Se, a mo’ di conclusione, le élites statunitensi avessero voluto davvero mostrare al paese e al mondo un cambiamento simbolico reale e forte (non parlo di un cambiamento di Sistema, che soltanto una rivoluzione potrebbe suscitare), non avrebbero scelto un meticcio il cui padre non era nemmeno un discendente di schiavi. Avrebbero, invece, scelto un indiano, un pellerossa. I neri sono, malgrado loro, il prodotto della conquista del potere bianco negli Stati Uniti. Nonostante siano da sempre stati vittime di un duro e ostentato razzismo da parte dei bianchi, hanno partecipato nondimeno da soldati americani alla conquista del West, senza preoccuparsi troppo della sorte genocida riservata agli Amerindi. E questo è solo un esempio, perché i neri hanno, ormai da secoli, sempre cercato di sopportare questo celato razzismo pur di vivere nell’American dream da schiavi e scomunicati ma comunque americani. Schiavi sì, ma del loro stesso destino, che loro stessi hanno scelto.

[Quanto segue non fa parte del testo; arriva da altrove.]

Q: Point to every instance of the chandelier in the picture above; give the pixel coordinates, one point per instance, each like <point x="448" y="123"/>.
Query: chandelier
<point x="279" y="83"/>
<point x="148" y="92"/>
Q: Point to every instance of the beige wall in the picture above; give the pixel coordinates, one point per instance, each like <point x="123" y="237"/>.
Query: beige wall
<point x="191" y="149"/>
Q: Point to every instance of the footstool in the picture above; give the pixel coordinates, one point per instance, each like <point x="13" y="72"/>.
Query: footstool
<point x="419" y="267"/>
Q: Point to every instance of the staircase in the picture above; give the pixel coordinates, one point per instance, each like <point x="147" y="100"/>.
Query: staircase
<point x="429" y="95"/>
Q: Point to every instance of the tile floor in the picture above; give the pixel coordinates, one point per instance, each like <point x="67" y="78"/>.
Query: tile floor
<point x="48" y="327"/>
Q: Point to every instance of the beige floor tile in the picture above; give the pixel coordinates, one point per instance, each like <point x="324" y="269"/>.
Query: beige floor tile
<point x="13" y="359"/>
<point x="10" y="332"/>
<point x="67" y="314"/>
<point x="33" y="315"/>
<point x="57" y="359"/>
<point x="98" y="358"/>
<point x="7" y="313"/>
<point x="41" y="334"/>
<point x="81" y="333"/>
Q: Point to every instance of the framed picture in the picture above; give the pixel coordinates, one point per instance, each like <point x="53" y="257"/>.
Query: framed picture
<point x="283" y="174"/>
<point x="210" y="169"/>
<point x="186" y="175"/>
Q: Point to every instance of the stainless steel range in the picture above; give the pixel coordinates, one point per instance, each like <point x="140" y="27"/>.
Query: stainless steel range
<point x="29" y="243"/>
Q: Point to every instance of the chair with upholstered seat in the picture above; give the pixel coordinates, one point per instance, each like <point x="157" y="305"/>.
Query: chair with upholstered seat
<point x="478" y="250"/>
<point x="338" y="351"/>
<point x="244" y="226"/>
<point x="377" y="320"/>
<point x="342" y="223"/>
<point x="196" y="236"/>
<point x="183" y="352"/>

Gli Indiani d’America tutti, invece, pur avendo subìto unosterminio totale (si parla di circa 70 milioni di persone!), hanno sempre combattuto con indomito coraggio ed infinito onore contro l’invasione bianca, coprendosi di gloria per sempre.
Se l’élite avesse desiderato dare un simbolo forte di un’America che riconosceva il debito con gli autoctoni che i suoi padri hanno spogliato delle loro terre, della loro dignità, cultura e delle loro credenze, avrebbero dovuto promuovere al posto supremo un indiano. Io, personalmente, l’avrei comunque vissuta come un’ennesima presa in giro (prima ti stermino, poi ti metto al comando, tanto comando sempre io…) ma almeno una presa in giro che tiene conto della storia. Ma non poteva farlo, non poteva agire così, avrebbe implicitamente ma automaticamente provato l’illegittimità del potere bianco sui popoli autoctoni. E tutte quelle guerre poi? Non sarebbero state più giuste e democratiche! Allora, meglio Obama. E togliamoci il pensiero.